Date: Thu Nov 13 2025 - 21:23:56 EST


2025/11/14 03:28, "Shakeel Butt" <shakeel.butt@xxxxxxxxx mailto:shakeel.butt@xxxxxxxxx?to=%22Shakeel%20Butt%22%20%3Cshakeel.butt%40linux.dev%3E > wrote:


>
> On Thu, Nov 13, 2025 at 11:02:41AM +0100, Michal Hocko wrote:
>
> >
> > In general I think not incrementing the failure for boosted kswapd
> > iteration is right. If this issue (high protection causing kswap
> > failures) happen on non-boosted case, I am not sure what should be right
> > behavior i.e. allocators doing direct reclaim potentially below low
> > protection or allowing kswapd to reclaim below low. For min, it is very
> > clear that direct reclaimer has to reclaim as they may have to trigger
> > oom-kill. For low protection, I am not sure.
> >
> > Our current documention gives us some room for interpretation. I am
> > wondering whether we need to change the existing implemnetation though.
> > If kswapd is not able to make progress then we surely have direct
> > reclaim happening.
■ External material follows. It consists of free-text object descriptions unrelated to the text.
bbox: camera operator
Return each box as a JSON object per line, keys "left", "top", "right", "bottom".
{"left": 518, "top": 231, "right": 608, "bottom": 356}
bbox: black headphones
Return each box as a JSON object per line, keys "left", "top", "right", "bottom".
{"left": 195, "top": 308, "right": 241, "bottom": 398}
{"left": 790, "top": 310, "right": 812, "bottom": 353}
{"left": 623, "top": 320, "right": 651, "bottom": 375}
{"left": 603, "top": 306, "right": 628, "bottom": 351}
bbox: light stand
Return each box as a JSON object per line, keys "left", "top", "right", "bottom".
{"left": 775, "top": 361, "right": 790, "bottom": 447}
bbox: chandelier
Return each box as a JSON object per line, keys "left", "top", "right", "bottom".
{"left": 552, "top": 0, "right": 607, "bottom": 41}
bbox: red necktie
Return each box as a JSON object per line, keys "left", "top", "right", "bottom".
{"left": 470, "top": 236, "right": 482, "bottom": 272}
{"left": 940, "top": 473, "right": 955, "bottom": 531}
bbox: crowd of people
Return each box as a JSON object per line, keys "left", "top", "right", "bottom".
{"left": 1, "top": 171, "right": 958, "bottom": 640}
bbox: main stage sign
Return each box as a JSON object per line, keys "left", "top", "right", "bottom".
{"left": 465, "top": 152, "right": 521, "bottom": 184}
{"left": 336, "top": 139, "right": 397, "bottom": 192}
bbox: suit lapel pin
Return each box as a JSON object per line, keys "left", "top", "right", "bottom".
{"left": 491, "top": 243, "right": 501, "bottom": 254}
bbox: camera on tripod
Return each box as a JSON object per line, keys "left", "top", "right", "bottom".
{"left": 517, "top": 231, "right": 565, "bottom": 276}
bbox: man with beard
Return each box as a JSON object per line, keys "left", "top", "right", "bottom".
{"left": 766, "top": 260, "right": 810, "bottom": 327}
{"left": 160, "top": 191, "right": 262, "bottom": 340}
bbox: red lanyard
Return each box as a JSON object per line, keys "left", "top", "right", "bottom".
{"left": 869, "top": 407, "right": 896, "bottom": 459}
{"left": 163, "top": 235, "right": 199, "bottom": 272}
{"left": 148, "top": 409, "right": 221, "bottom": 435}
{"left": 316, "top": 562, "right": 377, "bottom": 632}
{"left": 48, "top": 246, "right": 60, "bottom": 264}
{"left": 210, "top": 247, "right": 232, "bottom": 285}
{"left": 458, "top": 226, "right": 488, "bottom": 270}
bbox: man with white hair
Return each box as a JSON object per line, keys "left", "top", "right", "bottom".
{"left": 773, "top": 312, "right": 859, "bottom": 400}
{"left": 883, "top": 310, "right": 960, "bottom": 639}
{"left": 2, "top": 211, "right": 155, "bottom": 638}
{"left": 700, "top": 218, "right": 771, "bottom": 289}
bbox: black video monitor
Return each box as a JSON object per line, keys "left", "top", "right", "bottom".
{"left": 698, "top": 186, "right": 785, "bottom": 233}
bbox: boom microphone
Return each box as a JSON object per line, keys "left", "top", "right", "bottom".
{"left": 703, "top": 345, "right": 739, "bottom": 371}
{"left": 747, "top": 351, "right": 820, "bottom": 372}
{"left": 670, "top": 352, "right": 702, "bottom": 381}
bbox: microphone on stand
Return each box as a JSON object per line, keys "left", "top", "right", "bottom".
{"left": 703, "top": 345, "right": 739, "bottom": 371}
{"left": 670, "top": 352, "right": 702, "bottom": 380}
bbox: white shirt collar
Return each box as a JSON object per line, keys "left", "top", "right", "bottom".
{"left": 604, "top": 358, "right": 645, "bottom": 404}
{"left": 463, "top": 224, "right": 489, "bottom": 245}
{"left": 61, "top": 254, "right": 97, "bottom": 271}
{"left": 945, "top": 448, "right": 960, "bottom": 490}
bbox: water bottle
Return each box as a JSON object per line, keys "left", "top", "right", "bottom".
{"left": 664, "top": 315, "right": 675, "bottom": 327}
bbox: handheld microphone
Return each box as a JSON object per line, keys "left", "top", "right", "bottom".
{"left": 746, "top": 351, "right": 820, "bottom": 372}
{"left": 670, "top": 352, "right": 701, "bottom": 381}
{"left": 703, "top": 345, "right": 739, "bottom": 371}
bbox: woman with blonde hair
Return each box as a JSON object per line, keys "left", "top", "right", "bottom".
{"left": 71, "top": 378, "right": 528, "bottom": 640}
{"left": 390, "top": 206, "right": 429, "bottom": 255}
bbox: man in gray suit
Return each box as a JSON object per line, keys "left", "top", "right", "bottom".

So I would only change this if we had examples of
> > properly/sensibly configured systems where kswapd low limit breach could
> > help to reuduce stalls (improve performance) while the end result from
> > the amount of reclaimed memory would be same/very similar.
> >
> Yes, I think any change here will need much more brainstorming and
> experimentation. There are definitely corner cases which the right
> solution might not be in kernel. One such case I was thinking about is
> unbalanced (memory) numa node where I don't think kswapd of that node
> should do anything because of the disconnect between numa memory usage
> and memcg limits. On such cases either numa balancing or
> promotion/demotion systems under discussion would be more appropriate.
> Anyways this is orthogonal.

Can I ask for a link or some keywords to search the mailing list regarding the NUMA
imbalance you mentioned?

I'm not sure if it's similar to a problem I encountered before. We have a system
with 2 nodes and swap is disabled. After running for a while, we found that anonymous
pages occupied over 99% of one node. When kswapd on that node runs, it continuously tries
to reclaim the 1% file pages. However, these file pages are mostly code pages and are hot,
leading to frenzied refaults, which eventually causes sustained high read I/O load on the disk.